Ein anderes Beispiel ist der "dritte Weg" in dem Essay "Die kommunistische Perspektive oder was ich in New York gesehen habe?" aus dem Buch "Wie wir den Kommunismus überlebt haben und doch lachten" von Slavenka Drakulić. Obwohl der Kommunismus in osteuropäischen Ländern zusammengebrochen ist, bringen die Bürger dieser Länder, so Kolanović, "immer noch eine spezifische soziale Perspektive mit, die für Klassenungleichheiten sensibel ist und die die Verfasserin des Essays gerade im Kontakt mit der amerikanischen Kultur des entwickelten Kapitalismus scharf entwickelt" (Kolanović 2019: 46) ):

Es gibt einen tieferen Grund, warum sich ständig Armut zeigt, warum wir Bettler, Obdachlose, Landstreicher, kleine Diebe, Betrunkene, Kranke, Drogenabhängige erkennen, warum wir sie so persönlich erleben, warum es uns verletzt. Weil wir ein kommunistisches Auge haben. Wie das dritte spirituelle Auge in der Mitte der Stirn scannt dieses Auge nur eine bestimmte Art von Phänomen; es nimmt selektiv Ungerechtigkeit wahr. Obwohl die sozialistischen Staaten auseinanderfielen, taten dies die Ideale von Gleichheit und Gerechtigkeit nicht. Sie sind immer noch bei uns, eingebaut wie ein Chip. Wir erinnern uns an sie aus der Schule, aus Filmen, aus der Literatur, die die Idee der Gerechtigkeit preist, wie auch an die Straßen unserer Städte ohne Bettler. [...] In die USA verpflanzt, tragen wir diese Idee mit uns, eher wie ein Zusatzgepäck, das wir gerne wegwerfen oder am Eingang zu dieser anderen, versprochenen Welt ablegen möchten (Drakulić 2005: 286–287).

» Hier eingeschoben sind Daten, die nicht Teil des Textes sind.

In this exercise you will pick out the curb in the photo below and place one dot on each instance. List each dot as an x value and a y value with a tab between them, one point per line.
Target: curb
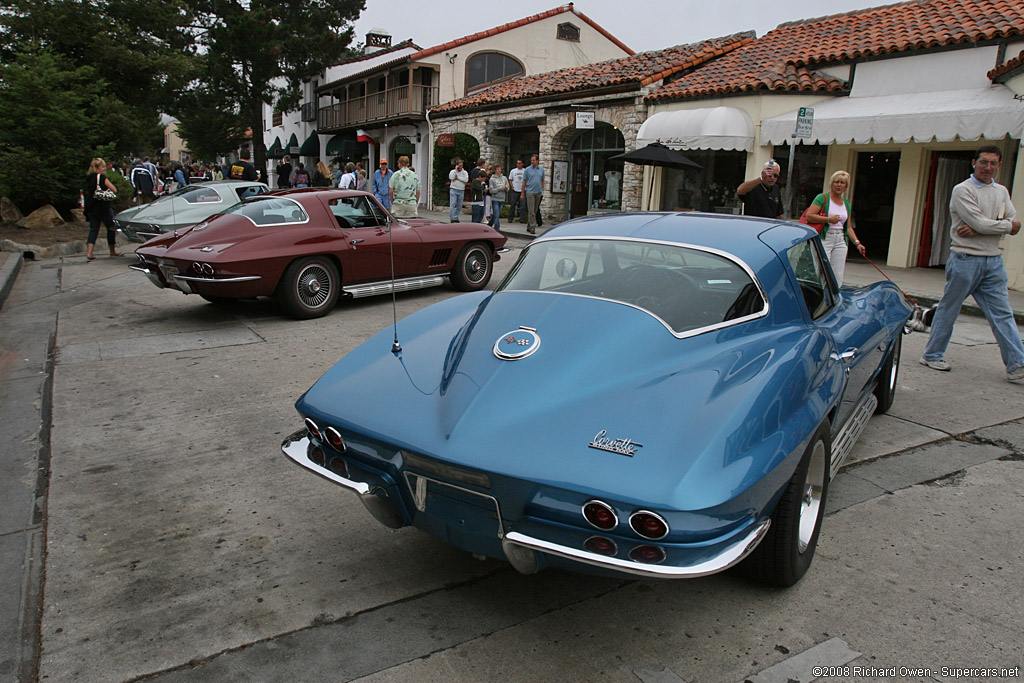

Das obige Zitat verdeutlicht nicht nur den "dritten Weg", sondern auch, dass nach seinem Einfluss - emotional und sozial - auf die Zeit nach dem Zerfall Jugoslawiens der Sozialismus wirklich institutionell und politisch vertrieben wurde - dies bezieht sich jedoch nicht auf seine Echos im kulturellen Bereich.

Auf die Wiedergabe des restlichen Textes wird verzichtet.